Defra claimed on Sunday that the pony passports issue was “unrelated to the undeniable fact that horsemeat was fraudulently befell as beef.”
The latest development follows news that rogue horsemeat were present in meals destined for hospitals and schools. In Lancashire, cottage pies for 47 schools around the county were withdrawn after testing positive for horsemeat. It was not clear how long the tainted food have been at the menu or what percentage pupils might have eaten it.
In Northern Ireland, a variety of burgers bound for hospitals were withdrawn after officials confirmed they contained equine DNA, and food giant Compass, which gives greater than 7,000 sites within the UK and Ireland, including schools and hospitals, said a burger product it supplied to 2 colleges and a small selection of offices in Northern Ireland and the Republic of eire had tested positive.
On Sunday, the boss of supermarket Iceland, Malcolm Walker, said local councils were guilty for driving down food quality with cheap food contracts for schools and hospitals.
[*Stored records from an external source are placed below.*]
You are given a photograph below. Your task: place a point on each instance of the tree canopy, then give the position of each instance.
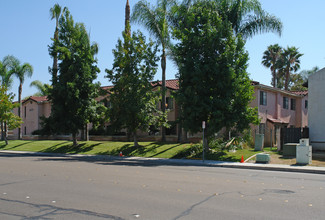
(214, 84)
(74, 95)
(133, 103)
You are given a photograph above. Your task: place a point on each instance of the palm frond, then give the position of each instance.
(260, 24)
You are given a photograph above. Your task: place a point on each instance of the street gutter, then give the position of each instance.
(162, 161)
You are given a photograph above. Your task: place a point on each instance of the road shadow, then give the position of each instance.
(105, 160)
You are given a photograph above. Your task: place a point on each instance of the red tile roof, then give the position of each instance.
(37, 99)
(170, 84)
(304, 93)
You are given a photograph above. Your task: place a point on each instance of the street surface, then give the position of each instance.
(42, 187)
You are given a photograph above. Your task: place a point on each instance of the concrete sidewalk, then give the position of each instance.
(162, 161)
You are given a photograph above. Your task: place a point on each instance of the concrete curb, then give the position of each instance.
(162, 161)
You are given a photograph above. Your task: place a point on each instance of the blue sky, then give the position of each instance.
(26, 29)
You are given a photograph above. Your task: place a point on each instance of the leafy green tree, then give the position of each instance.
(290, 62)
(155, 20)
(214, 84)
(43, 88)
(21, 71)
(74, 95)
(56, 13)
(271, 58)
(133, 103)
(247, 17)
(6, 114)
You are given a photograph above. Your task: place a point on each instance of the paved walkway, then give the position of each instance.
(161, 161)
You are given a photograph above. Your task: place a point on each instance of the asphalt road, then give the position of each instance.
(34, 187)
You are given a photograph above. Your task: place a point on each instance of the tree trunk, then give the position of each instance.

Speaking at the BBC’s Andrew Marr show, Walker said the matter lay with councils buying food from the poorly supplied catering industry.
His comments followed a statement on Sunday from the managing director of Waitrose, Mark Price, who said that, due to recent events, the loo Lewis-owned firm was planning to establish its own freezing plant to avoid cross-contamination.
Three men arrested by police as portion of the investigation were released on bail on Saturday as officials continued to envision evidence from three plants raided on Friday.
The FSA said it had also passed on evidence from two premises in Tottenham, north London, and one in Hull, East Yorkshire, to Europol – the ecu Union’s law enforcement agency – after investigators, accompanied by cops and native authority officials, removed meat samples for testing.
The FSA has conceded it truly is unlikely the precise choice of people within the UK who’ve unwittingly eaten horsemeat will ever be known. Its chief executive, Catherine Brown, said testing was the way to address the problem and that the main target will be on areas of better risk.
On Friday, the FSA revealed that 2,501 tests were conducted on beef products, with 29 results positive for undeclared horsemeat at or greater than 1%.
The 29 results with regards to seven different products, that have already been reported and withdrawn from sale. The goods associated with the positive results were confirmed as Aldi’s special frozen beef lasagne and special frozen spaghetti bolognese, the Co-op’s frozen quarter-pounder burgers, Findus beef lasagne, Rangeland’s catering burger products, and Tesco value frozen burgers and price spaghetti bolognese.
As the outcomes were confirmed, pub and hotel group Whitbread became the newest company to confess horse DNA were present in its food, saying its meat lasagnes and beefburgers were affected.
The firm, which owns Premier Inn, Beefeater Grill and Brewers Fayre, said the goods have been faraway from their menus and wouldn’t get replaced until further testing have been finished.